The patent was at the center of infringement lawsuits filed starting in 2011 between Sequenom, Ariosa, and another prenatal diagnostics company, Natera. At issue was U.S. Patent No. 6,258,540, a key patent protecting Sequenom’s MaterniT21 test, a noninvasive prenatal test designed to detect fetal chromosomal abnormalities—from common (trisomies 21, 18 and 13) to more rare (fetal sex aneuploidies, trisomies 16 and 22, and select microdeletions).
The patent, issued in 2001 and commercialized via the MaterniT21 test, protected a method for detecting the small fraction of paternally inherited cell-free fetal DNA (cffDNA) in maternal plasma or serum to determine fetal characteristics, such as gender. Previously, cffDNA had been discarded as medical waste. The method, developed by Dennis Lo, M.D., Ph.D., and James Wainscoat, M.D., was designed to avoid risks of widely used techniques that took samples from the fetus or placenta.
“While Drs. Lo and Wainscoat’s discovery regarding cffDNA may have been a significant contribution to the medical field, that alone does not make it patentable,” the CAFC stated, in a decision authored by Circuit Judge Jimmie V. Reyna. “We do not disagree that detecting cffDNA in maternal plasma or serum that before was discarded as waste material is a positive and valuable contribution to science. But even such valuable contributions can fall short of statutory patentable subject matter, as it does here.”

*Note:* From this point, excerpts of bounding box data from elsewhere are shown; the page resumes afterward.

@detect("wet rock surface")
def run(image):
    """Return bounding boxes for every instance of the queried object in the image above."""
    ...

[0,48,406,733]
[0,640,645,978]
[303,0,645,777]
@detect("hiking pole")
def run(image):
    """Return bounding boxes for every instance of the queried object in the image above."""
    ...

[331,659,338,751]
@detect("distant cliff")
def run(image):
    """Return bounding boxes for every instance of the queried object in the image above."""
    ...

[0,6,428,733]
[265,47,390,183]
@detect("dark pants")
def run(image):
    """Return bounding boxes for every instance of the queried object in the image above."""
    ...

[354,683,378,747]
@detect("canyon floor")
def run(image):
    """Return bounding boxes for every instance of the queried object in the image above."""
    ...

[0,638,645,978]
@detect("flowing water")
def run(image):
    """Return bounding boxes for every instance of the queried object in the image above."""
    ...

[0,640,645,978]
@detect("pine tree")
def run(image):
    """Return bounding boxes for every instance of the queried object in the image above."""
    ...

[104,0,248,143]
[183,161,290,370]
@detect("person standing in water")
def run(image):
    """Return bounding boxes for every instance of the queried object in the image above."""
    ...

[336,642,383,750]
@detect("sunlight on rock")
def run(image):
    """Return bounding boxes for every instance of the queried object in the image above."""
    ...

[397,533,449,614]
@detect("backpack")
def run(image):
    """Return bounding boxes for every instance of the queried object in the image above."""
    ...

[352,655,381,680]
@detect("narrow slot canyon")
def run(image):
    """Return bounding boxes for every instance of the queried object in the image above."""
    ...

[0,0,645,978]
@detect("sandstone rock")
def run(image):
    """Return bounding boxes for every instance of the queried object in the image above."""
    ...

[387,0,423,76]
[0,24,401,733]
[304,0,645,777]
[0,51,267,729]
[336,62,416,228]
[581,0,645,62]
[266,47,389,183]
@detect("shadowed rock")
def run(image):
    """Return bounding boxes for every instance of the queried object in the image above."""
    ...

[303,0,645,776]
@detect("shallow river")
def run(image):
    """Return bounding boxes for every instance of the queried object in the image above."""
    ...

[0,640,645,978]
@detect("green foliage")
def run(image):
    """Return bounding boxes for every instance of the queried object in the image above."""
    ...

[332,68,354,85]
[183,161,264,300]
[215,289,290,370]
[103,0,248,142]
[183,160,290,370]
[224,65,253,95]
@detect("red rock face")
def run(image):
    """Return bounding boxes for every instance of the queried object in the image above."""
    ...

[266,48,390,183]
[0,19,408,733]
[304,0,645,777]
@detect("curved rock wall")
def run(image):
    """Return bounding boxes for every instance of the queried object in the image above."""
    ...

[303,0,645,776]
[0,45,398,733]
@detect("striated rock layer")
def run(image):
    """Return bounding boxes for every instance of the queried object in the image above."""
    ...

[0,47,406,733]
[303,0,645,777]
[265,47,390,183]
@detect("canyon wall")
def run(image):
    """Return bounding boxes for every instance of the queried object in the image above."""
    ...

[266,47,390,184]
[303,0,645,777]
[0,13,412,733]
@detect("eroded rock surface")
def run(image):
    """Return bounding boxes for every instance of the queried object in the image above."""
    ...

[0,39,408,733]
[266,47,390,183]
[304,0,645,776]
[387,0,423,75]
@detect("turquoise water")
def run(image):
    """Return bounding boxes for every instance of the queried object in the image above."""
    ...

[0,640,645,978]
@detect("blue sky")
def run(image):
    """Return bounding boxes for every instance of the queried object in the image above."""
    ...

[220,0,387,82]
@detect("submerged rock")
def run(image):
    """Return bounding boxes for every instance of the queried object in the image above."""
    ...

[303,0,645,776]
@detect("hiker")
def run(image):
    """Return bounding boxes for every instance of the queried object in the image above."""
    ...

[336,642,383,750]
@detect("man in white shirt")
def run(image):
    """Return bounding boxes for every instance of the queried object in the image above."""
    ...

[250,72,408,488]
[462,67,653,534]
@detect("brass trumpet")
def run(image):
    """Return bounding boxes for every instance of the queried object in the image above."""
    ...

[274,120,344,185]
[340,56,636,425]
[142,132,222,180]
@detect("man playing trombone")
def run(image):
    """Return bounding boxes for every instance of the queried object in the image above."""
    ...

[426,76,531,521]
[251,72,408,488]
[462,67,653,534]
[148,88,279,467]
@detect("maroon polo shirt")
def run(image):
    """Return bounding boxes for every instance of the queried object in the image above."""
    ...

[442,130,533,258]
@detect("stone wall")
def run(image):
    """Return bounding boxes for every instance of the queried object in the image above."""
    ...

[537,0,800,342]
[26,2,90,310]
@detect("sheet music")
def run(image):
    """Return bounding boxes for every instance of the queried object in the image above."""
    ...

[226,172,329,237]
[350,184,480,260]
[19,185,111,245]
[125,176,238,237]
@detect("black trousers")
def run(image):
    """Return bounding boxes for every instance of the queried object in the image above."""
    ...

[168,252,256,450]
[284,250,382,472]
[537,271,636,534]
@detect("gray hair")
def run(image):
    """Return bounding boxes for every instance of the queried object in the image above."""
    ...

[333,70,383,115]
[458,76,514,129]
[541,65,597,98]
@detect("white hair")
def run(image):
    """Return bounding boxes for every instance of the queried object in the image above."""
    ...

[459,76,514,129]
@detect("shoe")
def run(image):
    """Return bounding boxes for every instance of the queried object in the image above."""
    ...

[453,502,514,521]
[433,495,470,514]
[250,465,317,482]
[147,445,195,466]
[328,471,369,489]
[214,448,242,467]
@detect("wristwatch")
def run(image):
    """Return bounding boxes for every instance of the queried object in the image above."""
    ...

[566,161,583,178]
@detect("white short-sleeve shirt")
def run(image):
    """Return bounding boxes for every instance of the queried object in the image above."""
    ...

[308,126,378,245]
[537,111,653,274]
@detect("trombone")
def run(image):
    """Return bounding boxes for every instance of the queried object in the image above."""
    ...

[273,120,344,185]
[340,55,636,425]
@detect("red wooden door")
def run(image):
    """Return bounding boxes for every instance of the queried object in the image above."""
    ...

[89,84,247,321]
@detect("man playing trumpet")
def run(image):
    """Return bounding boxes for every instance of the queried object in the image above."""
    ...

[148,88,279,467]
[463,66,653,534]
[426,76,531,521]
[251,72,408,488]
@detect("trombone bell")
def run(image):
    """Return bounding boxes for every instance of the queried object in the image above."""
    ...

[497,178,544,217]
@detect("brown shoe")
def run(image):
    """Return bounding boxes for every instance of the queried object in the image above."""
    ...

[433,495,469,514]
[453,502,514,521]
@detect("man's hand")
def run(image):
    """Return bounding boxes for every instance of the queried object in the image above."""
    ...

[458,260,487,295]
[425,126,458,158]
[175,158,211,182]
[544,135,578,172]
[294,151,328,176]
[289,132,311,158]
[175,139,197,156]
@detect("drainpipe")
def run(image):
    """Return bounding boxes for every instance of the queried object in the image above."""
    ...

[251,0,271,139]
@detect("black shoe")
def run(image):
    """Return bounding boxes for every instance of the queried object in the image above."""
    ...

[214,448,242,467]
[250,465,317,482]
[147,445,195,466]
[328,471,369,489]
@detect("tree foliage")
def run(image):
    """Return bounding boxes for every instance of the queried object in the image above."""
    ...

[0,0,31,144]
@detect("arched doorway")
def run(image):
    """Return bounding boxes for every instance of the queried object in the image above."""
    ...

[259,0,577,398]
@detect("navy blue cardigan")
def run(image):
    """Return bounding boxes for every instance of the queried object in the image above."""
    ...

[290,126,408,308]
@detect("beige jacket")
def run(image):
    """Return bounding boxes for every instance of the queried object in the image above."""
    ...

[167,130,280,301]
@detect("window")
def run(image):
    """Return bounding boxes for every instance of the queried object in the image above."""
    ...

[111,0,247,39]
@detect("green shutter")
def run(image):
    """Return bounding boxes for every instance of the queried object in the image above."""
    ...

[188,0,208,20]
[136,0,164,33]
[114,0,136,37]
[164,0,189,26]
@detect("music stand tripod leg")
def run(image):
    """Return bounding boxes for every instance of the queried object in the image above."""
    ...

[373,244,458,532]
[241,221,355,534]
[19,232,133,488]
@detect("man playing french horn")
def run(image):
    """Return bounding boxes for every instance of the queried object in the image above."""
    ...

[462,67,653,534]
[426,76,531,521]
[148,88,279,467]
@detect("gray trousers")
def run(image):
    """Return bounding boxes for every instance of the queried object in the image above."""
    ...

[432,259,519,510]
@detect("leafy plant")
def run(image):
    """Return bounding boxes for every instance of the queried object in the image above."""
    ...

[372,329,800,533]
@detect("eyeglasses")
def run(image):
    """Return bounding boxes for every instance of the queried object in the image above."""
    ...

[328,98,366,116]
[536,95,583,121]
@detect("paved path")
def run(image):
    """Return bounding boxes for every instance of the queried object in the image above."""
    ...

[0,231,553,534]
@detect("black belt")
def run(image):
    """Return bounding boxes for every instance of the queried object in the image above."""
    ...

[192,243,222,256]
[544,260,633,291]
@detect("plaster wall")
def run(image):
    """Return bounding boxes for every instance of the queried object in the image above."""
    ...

The CAFC cited the U.S. Supreme Court’s 2012 decision in Mayo Collaborative Services v. Prometheus Laboratories decision. The high court unanimously held as patent-ineligible the methods of dosage calibration for thiopurine drugs for gastrointestinal and nongastrointestinal autoimmune diseases that had been patented by Nestle’s Prometheus’ Laboratories.
“To transform an unpatentable law of nature into a patent eligible application of such a law, a patent must do more than simply state the law of nature while adding the words “apply it,” the Supreme Court stated. “It must limit its reach to a particular, inventive application of the law.”
Circuit Judge Richard Linn said he concurred with the district court's decision “only because I am bound by the sweeping language of the test set out in Mayo.” Otherwise, he added, “I see no reason, in policy or statute, why this breakthrough invention should be deemed patent ineligible.”
The CAFC also cited the 2013 Supreme Court decision in Association for Molecular Pathology (AMP) v. Myriad Genetics, in which the high court unanimously overturned seven of Myriad Genetics’ 24 patents related to its discovery of the precise location and sequence of breast cancer susceptibility genes BRCA 1 and 2.
Lisa A. Haile, J.D., Ph.D., a partner at the law firm DLA Piper, told GEN the CAFC decision was not surprising given these and other court cases on genetic tests in recent years.
“The way they're looking at these straightforward diagnostic claims which are considered to be routine steps, routine reagents, and what not, I think we have some clarity on the fact they are not patent eligible, and if they are issued, they should be reviewed for validity,” Dr. Haile said. “For the first time in a long time, I feel like there is some clarity as to where the courts stand on these types of claims.”
She said that clarity will not dampen the desire of diagnostics developers to develop new tests: “I think it's quite the opposite. I think that what the courts are saying is, have you added anything significantly more than just the routine steps?
“I think there is an opening for patents to be issued in this space,” Dr. Haile added, “but I think it will be difficult if all you're doing is obtaining samples and doing a straight comparison of DNA or proteins, whatever you’re looking at in a sample, versus a reference, and making an 'aha!' conclusion. Those are routine, so those are not going to be patentable.”
In a statement, Sequenom said it believes that the ruling has little business impact since it has been operating under the District Court's invalidity ruling since October 2013, and since it agreed with Illumina to pool all their owned and in-licensed IP covering noninvasive prenatal testing (NIPT) last December.
“In addition, valid and enforceable patents with claims equivalent to those of the '540 Patent are issued in Europe, Japan, Hong Kong, Canada and Australia,” Sequenom added.
Sequenom didn’t rule out another defense of the patents, adding: “The Company understands that patent eligibility under 35 U.S.C. Section 101 is an emerging and complex set of issues and is considering its options for further appeal.”